Avec la reprise des attentats suicides perpétrés par les palestiniens, aussitôt suivis de représailles israéliennes, la présence d’un cercle vicieux devient manifeste et plus que jamais intolérable. Si l’opinion générale Occidentale est plutôt favorable aux palestiniens, il n’en est pas moins compréhensible que le manque de ressources en eau de cette partie du globe obligent les différents pays à rechercher où il y en a. Cependant si le but d’Israël peut s’expliquer, la guerre n’est en aucune façon la plus juste manière de l’atteindre. De même il paraît nécessaire de rappeler que ce n’est pas en s’en prenant à des civils et en dynamitant des restaurants que l’on résout les problèmes, cela en créerait même de nouveaux et renforcerait la cause la moins noble et pourtant la principale de cette guerre: la vengeance. De plus les nappes d’eau pour lesquelles se battent les 2 camps sont des nappes phréatiques fossiles donc des ressources non renouvelables, et si tout cela continue les deux antagonistes ne se battront plus que pour la possession du ridicule débit du Jourdain, qui n’est en aucune manière suffisante pour pourvoir aux besoins d’une population de presque 10 millions d’habitants, et qui est en plus contestée par la Jordanie !

Une chose est sûre: la région est exsangue. Mais le pire c’est qu’elle l’est déjà depuis de nombreuses années… Que vient à l’esprit des gens les plus rationnels, quand l’on voit le cercle infini de tragédies qui se perpétue sur ce sol, appelé «terre promise» pour certains ? Pour ma part ce que je me demande ce n’est pas « qui est en tort », ou «qui a commencé», ni même «de quel camp tu es» mais plutôt «Pourquoi»; pourquoi personne ne fait rien pour arrêter tout ça ? Pourquoi continuer à justifier des actions injustifiables ? Pourquoi avoir crée une instance internationale aussi puissante que l’ONU si elle ne doit se résumer qu’à être le pantin des plus riches ? Et enfin pourquoi ne pas reconnaître la vérité que personne ne veut entendre ? Les Etats-Unis ne sont pas les gendarmes du monde. Que faisaient les Etats-Unis quand un pays préconisait une intervention des casques bleus pour arrêter les massacres ? Ils posaient leur veto. Qu’ont dit les Etats-Unis quand un chef politique, controversé certes mais reconnu et respecté (par certains à défaut de ceux qu’il faudrait), était assigné à résidence parce qu’il luttait pour que son peuple ait une terre? Ils l’ont condamné, et diffamé. Non, les Etats-Unis ne sont pas les gendarmes du monde, ils en sont les mercenaires.

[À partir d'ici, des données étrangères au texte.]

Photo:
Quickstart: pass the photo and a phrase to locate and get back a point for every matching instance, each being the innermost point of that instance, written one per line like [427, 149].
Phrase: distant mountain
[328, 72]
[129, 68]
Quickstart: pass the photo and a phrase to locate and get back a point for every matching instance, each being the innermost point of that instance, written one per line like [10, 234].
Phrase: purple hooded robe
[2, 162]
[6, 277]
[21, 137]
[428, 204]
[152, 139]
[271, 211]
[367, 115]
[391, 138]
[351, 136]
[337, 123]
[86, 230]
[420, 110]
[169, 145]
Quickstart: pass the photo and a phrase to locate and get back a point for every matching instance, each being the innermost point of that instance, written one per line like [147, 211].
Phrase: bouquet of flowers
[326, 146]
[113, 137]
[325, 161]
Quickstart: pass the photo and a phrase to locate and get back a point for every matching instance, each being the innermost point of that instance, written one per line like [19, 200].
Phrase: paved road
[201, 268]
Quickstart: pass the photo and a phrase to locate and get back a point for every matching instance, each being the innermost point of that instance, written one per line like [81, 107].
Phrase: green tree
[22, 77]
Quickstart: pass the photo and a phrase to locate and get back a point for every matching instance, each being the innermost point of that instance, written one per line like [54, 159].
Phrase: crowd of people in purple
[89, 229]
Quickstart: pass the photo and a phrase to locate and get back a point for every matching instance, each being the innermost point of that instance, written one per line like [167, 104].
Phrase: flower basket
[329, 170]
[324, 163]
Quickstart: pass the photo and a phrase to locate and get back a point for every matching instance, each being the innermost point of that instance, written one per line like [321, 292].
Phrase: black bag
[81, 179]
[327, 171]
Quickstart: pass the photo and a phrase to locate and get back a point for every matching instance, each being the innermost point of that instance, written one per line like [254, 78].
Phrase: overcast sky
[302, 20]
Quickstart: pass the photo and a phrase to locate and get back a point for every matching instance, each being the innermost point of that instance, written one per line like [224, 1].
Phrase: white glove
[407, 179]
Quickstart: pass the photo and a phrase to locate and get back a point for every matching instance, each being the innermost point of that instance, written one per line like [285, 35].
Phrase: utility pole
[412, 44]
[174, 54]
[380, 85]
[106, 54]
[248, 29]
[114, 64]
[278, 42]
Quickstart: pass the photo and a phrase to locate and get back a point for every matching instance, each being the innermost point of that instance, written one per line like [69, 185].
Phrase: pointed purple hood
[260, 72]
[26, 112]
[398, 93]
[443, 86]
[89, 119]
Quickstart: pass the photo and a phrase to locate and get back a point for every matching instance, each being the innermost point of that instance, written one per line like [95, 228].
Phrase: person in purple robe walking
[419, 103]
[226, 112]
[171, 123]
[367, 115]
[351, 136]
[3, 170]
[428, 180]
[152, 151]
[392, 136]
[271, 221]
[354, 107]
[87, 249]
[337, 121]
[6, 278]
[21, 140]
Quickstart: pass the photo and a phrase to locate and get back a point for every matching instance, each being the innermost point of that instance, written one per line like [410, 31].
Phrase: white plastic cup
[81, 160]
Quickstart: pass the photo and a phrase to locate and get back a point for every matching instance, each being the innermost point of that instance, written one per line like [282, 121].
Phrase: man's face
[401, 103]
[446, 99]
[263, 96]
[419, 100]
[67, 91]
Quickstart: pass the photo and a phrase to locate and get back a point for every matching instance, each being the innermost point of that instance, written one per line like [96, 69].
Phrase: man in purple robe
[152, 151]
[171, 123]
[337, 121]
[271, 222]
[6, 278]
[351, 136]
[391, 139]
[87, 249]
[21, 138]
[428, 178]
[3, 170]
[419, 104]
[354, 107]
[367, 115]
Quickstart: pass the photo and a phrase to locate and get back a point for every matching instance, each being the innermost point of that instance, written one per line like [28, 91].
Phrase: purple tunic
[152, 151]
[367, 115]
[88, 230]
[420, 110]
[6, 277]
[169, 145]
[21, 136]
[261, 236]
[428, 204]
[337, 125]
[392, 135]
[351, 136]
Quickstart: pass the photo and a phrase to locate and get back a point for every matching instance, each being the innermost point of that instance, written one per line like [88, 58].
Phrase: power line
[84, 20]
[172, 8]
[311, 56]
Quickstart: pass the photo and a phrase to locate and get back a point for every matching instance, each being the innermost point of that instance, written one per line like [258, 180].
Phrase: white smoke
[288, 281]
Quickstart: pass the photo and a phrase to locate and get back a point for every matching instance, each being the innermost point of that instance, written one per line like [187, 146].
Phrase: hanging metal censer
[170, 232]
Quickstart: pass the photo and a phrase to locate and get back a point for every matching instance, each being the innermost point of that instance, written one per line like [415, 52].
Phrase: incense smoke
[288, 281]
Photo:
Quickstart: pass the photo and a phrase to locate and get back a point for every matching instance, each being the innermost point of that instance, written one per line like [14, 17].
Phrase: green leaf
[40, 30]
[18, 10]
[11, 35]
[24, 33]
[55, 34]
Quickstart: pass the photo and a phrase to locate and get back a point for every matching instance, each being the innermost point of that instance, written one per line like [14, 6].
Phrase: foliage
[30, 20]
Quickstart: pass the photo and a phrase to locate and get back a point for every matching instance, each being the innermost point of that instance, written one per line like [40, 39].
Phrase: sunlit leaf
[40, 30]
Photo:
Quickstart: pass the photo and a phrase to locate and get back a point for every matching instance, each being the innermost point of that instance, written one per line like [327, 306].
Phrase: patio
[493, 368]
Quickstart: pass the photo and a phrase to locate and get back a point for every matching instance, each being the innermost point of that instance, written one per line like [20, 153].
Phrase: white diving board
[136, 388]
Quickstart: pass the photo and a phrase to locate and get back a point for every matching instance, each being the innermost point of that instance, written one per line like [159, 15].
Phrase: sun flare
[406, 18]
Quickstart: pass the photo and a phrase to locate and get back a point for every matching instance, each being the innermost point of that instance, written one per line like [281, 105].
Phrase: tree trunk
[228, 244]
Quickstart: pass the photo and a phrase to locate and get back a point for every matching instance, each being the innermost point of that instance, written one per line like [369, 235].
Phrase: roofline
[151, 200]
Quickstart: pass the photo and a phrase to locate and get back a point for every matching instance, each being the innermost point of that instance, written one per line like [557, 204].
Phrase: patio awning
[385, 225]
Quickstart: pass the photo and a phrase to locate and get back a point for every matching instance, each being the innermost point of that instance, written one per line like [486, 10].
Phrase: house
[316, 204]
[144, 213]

Certains vont dire: «hors sujet; que viennent faire les Etats-Unis là dedans ?.»

A cela je répond: pour pouvoir arrêter tout cela il faut les Etats-Unis. Ce n’est pas une question de puissance, de richesse ou même d’influence; si l’ensemble de la scène internationale les mettent en situation de marginalité, ils se rallieront aux plus grand nombre; plus encore, même si les premiers pays qui oseraient se dresser contre ce massacre perdurant depuis plus d’un demi siècle ne comptent pas les Etats-Unis dans leurs rangs, ils finiront quoiqu'il arrive par avoir besoin d’eux. D'une part pour avoir l’aval de l’ONU; et d'autre part pour tout ce qu'implique le terme " Etats-Unis ": renommée, puissance et richesse.

Je ne vais pas faire de conclusion apparente; cet article est assez court et concis pour se suffire à lui-même. Cependant, et parce que finir sans une phrase choc me paraîtrait décevant, il ne me reste qu'une chose à dire: les personnes qui sont accusées aujourd'hui de terrorisme furent qualifiés autrefois de résistants; on peut dire ce que l'on veut, un fait s'impose: la résistance palestinienne est une résistance légitime à une occupation illégitime.